Be brave, shoot lots and then go back and do it again.
Like the idea of the project, best of luck.
Only advice i have from experience is to try and show the character of the person in the photo. What some would call capturing their souls.
Be brave, shoot lots and then go back and do it again.
Like the idea of the project, best of luck.
Roger Hicks
Veteran
Roger, I'm really interested in that experience. I had thought about trying that 'neutral' (forgive me if that sounds reductive). I wondered two things: whether one should use medium format for that approach (this is probably just from looking at Irving Penn or someone) and also whether I can find a way of using an environmental approach to show the different places in society all the subjects have found. But then again, I see of course a portrait is most of all about a face. Simple truths. Oddly I imagine that it takes a real confidence to take a series of portraits in the 'neutral' vein.
Although I'd worked for the Government in Exile in the 1980s, I wasn't expecting this job in 1999, and I had no MF with me except Alpas with wide-angles (not good). My old (2nd generation pre-aspheric) Summicron was the best lens I had with me for portraiture. I forget whether I used an M2 or the M4-P.
I scrounged 3 flash heads, only two of which had modelling lamps (it would have taken 48 hours and a round trip to Delhi to get new ones). Lighting was 'Paramount' or 'butterfly': both behind the camera, one low, one high, one left, one right. The higher light (key) was set 1 stop brighter than the lower light (fill). The third light was an optional, weak back/hair light.

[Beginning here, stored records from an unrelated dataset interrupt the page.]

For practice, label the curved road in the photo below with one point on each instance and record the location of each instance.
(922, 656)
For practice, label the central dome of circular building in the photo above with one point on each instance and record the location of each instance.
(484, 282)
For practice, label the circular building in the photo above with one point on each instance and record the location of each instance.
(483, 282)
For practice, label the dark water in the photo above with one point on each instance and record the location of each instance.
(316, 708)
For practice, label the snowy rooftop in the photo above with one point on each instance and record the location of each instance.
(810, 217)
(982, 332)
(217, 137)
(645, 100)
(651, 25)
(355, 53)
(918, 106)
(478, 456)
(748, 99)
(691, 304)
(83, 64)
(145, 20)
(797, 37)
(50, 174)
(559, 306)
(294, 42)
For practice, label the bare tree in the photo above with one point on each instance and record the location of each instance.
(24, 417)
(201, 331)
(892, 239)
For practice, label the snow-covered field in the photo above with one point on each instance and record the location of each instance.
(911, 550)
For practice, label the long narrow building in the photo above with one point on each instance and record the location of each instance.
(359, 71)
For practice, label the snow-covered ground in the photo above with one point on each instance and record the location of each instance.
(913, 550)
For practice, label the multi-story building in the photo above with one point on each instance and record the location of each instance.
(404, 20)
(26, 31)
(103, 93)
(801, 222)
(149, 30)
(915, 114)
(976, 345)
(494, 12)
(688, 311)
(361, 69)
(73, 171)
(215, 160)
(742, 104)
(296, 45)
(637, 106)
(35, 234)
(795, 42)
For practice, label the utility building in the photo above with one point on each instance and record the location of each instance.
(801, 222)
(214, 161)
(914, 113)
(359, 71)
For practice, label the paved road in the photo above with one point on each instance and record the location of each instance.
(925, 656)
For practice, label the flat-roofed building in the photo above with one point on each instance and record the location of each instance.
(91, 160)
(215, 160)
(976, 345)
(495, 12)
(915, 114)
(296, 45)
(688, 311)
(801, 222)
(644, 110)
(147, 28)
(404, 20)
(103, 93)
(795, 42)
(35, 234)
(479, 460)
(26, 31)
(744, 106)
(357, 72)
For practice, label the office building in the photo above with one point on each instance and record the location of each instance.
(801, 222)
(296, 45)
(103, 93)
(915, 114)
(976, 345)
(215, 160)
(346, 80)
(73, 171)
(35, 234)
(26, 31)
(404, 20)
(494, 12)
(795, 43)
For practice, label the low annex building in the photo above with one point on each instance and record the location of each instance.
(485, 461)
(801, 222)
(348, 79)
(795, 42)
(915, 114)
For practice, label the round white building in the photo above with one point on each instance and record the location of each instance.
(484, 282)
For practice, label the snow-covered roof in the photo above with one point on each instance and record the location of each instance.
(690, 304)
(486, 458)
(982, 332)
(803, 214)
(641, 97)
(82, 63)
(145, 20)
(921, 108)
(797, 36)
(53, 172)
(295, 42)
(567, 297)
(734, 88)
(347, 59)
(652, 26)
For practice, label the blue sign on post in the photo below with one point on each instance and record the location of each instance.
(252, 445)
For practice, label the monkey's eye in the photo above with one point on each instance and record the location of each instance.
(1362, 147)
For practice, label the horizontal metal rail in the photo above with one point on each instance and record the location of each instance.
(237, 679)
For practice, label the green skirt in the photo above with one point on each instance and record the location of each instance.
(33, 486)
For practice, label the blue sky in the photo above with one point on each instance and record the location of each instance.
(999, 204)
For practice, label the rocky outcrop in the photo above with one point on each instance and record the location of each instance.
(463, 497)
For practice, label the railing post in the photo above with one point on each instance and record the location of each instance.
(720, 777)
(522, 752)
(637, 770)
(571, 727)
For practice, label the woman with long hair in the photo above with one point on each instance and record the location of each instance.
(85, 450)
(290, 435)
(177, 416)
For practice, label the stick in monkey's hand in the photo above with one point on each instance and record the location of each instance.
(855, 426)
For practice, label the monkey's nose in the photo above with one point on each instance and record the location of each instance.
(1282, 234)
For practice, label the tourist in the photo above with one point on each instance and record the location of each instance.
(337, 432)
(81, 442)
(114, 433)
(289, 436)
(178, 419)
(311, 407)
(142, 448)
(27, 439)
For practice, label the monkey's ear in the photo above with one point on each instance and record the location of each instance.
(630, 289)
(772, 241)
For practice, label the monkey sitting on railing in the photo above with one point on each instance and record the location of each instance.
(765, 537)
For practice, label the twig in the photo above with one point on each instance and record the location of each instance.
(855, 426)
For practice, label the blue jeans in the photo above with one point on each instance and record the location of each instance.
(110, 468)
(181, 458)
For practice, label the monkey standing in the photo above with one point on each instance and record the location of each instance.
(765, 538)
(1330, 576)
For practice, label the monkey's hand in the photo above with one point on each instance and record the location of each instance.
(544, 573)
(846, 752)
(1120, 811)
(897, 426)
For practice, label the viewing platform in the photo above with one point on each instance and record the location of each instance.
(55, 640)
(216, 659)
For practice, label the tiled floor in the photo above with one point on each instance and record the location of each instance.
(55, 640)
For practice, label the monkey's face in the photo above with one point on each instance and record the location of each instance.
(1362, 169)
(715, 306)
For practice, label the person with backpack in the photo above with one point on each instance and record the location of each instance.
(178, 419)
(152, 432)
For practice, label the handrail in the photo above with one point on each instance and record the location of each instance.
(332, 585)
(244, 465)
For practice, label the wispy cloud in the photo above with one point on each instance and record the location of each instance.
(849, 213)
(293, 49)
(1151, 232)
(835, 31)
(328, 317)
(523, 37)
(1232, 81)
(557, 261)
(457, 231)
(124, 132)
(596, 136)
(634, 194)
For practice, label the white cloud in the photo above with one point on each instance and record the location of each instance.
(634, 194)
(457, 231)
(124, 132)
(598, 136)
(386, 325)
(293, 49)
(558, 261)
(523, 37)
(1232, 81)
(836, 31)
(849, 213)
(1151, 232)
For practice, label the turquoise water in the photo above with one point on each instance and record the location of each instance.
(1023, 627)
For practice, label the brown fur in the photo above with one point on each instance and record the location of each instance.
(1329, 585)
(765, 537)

Backdrop was 2x3 metres cheap white muslin, bought in the bazaar, with dye dabbed on to it with a sponge to give an irregular, blotchy background, out of focus in the pics. You can see one of the pics (it's the second) in http://www.rogerandfrances.com/subscription/ps portrait lens light.html.
Cheers,
R.
Keith
The best camera is one that still works!
I also think portraiture is unique in that you have a constantly changing scene in front of you ... nothing is static. Unless the subject is dead or frozen their face and body are like an ever rapidly changing landscape with multiple choice decisive moments! 
It's quite a privilege to be able to react with another human being in such an intimate way through photography. Treat it as such and you can't really go wrong IMO.
It's quite a privilege to be able to react with another human being in such an intimate way through photography. Treat it as such and you can't really go wrong IMO.